Fast and Sample Efficient Multi-Task Representation Learning in Stochastic Contextual Bandits
Jiabin Lin, Shana Moothedath, Namrata Vaswani
TL;DR
This work addresses fast, sample-efficient learning for $T$ contextual linear bandits that share a common $r$-dimensional representation. It introduces LRRL-AltGDMin, an alternating gradient-descent and minimization algorithm with spectral initialization to recover the low-rank feature matrix $\Theta^* = B^* W^*$, and provides regret guarantees and sample/time complexity analyses under iid Gaussian design and incoherence. Theoretical results include exponential error decay across epochs and a regret bound of $\mathcal{R}_{N,T} \le 2 \mu \sigma_{\max}^* \sqrt{r N T \log(1/\delta)} (1 + \log\log N)$, with NSR-dependent initialization and convergence conditions.

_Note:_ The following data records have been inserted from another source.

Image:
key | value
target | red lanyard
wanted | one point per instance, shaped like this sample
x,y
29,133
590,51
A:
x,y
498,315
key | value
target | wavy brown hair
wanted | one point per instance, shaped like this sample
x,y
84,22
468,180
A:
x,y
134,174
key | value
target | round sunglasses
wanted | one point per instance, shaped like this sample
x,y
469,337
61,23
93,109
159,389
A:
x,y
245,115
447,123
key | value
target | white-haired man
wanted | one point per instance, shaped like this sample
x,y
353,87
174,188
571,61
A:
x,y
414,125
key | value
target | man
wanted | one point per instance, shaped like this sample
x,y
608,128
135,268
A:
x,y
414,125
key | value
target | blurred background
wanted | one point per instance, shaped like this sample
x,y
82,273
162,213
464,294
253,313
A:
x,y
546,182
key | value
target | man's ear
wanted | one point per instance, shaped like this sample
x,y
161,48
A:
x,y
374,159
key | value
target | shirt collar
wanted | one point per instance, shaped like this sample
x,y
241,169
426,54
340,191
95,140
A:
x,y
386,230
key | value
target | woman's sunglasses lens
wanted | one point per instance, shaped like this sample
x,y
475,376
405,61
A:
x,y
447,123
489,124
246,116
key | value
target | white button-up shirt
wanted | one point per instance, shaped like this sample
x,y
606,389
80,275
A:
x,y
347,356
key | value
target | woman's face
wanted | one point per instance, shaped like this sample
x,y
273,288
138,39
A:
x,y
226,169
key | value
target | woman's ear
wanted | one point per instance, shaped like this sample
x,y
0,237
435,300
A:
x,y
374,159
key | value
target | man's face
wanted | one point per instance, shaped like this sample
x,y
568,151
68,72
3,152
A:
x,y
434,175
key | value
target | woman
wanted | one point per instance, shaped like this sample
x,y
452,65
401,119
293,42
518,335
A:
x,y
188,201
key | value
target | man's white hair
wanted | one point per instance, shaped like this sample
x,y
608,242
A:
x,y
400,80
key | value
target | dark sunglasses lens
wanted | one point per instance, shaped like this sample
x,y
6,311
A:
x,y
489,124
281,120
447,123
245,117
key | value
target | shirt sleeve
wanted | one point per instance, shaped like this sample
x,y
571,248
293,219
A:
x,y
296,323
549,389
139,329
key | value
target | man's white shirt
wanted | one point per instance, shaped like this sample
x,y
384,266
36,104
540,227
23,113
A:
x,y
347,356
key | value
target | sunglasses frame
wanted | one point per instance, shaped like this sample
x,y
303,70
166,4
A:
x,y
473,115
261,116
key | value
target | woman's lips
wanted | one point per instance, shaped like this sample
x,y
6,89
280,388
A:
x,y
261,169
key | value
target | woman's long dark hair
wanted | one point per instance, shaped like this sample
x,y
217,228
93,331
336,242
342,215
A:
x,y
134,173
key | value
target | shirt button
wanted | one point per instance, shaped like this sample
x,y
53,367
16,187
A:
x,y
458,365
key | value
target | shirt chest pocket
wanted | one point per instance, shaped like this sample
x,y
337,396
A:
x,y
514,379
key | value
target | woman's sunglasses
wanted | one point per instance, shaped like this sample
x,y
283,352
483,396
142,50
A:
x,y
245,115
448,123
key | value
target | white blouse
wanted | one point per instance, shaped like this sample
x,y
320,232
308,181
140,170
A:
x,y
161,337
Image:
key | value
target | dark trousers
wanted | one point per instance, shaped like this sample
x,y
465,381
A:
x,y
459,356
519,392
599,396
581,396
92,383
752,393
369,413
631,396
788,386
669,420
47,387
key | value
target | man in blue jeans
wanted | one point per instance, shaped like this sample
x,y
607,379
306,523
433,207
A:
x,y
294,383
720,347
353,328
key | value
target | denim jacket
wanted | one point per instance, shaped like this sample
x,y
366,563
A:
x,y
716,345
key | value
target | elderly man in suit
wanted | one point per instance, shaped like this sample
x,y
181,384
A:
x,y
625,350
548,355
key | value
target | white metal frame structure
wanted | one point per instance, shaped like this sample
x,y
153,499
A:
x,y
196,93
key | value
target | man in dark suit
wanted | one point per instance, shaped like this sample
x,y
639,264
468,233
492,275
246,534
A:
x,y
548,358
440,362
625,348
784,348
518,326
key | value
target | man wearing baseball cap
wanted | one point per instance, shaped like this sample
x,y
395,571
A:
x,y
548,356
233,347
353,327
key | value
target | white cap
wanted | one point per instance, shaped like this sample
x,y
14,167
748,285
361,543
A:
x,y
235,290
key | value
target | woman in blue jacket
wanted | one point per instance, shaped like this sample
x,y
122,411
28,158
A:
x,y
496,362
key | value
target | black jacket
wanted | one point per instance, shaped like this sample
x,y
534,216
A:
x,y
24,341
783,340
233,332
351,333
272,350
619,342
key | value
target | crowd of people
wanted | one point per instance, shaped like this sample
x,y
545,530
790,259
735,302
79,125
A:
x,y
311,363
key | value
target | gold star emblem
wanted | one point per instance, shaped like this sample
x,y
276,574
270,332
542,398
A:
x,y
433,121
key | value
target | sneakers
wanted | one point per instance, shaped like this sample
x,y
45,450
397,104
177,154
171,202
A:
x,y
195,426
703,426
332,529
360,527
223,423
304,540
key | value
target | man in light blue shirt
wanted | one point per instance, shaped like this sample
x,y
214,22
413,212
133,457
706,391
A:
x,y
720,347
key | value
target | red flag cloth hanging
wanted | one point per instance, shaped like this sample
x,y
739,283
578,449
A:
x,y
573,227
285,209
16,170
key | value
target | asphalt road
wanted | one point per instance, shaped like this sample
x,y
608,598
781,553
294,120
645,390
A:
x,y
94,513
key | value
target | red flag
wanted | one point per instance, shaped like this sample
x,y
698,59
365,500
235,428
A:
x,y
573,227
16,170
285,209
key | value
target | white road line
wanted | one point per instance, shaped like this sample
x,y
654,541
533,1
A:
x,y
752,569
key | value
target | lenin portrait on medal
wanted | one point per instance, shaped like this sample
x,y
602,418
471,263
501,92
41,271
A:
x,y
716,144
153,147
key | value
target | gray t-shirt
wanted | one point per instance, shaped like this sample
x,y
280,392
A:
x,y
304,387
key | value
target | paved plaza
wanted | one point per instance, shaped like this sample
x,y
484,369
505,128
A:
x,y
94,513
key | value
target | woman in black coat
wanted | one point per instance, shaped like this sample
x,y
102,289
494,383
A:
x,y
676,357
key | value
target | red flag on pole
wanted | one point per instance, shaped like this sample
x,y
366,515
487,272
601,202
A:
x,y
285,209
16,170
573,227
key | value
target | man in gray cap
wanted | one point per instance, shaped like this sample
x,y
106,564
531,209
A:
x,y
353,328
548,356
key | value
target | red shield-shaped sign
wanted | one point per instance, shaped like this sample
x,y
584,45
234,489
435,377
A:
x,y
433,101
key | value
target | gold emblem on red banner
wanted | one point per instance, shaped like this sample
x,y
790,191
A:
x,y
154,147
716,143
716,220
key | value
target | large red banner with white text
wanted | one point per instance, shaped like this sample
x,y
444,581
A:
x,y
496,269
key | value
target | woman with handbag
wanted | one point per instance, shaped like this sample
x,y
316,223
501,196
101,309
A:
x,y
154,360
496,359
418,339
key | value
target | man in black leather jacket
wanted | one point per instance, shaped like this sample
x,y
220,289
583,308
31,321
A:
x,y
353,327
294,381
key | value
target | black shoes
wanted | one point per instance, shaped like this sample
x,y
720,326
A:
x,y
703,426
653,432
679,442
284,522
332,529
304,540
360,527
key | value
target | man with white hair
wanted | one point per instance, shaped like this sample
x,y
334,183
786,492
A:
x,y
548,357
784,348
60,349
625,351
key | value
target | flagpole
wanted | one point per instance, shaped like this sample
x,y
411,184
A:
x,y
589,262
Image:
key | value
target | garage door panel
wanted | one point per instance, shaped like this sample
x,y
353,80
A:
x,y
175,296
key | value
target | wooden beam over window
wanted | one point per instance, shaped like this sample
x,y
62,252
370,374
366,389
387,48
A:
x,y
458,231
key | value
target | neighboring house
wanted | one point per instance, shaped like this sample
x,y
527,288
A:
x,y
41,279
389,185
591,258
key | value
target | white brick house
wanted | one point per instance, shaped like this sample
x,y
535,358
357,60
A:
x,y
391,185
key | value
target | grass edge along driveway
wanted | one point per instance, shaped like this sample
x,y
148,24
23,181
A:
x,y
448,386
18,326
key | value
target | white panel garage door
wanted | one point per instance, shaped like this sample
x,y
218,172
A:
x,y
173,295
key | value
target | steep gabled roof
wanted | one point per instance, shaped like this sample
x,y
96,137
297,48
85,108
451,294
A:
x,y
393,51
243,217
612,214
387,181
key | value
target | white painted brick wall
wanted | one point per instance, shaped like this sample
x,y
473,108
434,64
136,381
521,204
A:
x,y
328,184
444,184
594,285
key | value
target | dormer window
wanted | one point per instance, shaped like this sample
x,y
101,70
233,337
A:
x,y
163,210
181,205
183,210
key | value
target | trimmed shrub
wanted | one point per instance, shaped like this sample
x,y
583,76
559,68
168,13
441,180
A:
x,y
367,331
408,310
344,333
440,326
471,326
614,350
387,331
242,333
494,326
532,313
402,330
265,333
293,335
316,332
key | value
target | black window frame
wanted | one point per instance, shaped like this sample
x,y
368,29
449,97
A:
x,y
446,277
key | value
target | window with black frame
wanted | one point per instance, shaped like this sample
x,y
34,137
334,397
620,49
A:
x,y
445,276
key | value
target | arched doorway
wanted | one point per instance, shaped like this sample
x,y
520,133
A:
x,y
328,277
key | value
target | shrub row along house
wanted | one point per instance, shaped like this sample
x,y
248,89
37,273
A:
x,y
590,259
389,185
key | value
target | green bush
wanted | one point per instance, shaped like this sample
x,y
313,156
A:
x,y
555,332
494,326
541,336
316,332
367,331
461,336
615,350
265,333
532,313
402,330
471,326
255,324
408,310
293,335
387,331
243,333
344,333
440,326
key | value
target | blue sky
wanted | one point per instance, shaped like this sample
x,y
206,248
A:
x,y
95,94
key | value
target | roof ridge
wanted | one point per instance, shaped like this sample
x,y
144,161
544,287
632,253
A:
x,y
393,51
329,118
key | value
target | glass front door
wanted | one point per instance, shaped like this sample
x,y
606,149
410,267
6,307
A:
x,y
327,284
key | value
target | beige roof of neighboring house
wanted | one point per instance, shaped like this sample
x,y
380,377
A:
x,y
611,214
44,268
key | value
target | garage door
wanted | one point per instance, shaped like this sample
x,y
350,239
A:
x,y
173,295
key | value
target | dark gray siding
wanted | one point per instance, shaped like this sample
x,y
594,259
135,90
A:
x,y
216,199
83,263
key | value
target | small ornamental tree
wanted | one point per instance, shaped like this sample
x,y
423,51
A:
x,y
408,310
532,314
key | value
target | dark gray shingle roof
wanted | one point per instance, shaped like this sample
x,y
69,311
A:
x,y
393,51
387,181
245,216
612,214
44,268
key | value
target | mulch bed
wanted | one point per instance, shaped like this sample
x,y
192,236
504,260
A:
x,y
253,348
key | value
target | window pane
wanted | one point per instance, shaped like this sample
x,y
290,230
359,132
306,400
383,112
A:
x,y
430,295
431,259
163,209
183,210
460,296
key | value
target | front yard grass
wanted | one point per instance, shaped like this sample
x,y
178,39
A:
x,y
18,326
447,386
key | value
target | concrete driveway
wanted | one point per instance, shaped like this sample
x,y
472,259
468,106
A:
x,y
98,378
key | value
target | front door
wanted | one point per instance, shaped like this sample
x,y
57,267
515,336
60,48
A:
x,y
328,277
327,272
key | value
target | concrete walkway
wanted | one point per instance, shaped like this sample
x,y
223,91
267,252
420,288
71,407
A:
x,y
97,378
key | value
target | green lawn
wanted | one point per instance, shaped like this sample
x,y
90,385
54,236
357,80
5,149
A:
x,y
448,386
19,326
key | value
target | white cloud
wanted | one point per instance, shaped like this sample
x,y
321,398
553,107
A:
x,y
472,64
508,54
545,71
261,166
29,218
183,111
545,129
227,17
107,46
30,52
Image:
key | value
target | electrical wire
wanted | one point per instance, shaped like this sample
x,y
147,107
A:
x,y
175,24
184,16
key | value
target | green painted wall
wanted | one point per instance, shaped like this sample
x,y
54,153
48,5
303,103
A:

Empirical evaluations on synthetic data and MNIST demonstrate that LRRL-AltGDMin outperforms MoM, trace-norm relaxations, and naive per-task Thompson sampling, especially as the number of tasks $T$ grows, highlighting the practical impact of shared low-rank representations for multi-task bandits.
Abstract
We study how representation learning can improve the learning efficiency of contextual bandit problems. We study the setting where we play T contextual linear bandits with dimension d simultaneously, and these T bandit tasks collectively share a common linear representation with a dimensionality of r much smaller than d. We present a new algorithm based on alternating projected gradient descent (GD) and minimization estimator to recover a low-rank feature matrix. Using the proposed estimator, we present a multi-task learning algorithm for linear contextual bandits and prove the regret bound of our algorithm. We presented experiments and compared the performance of our algorithm against benchmark algorithms.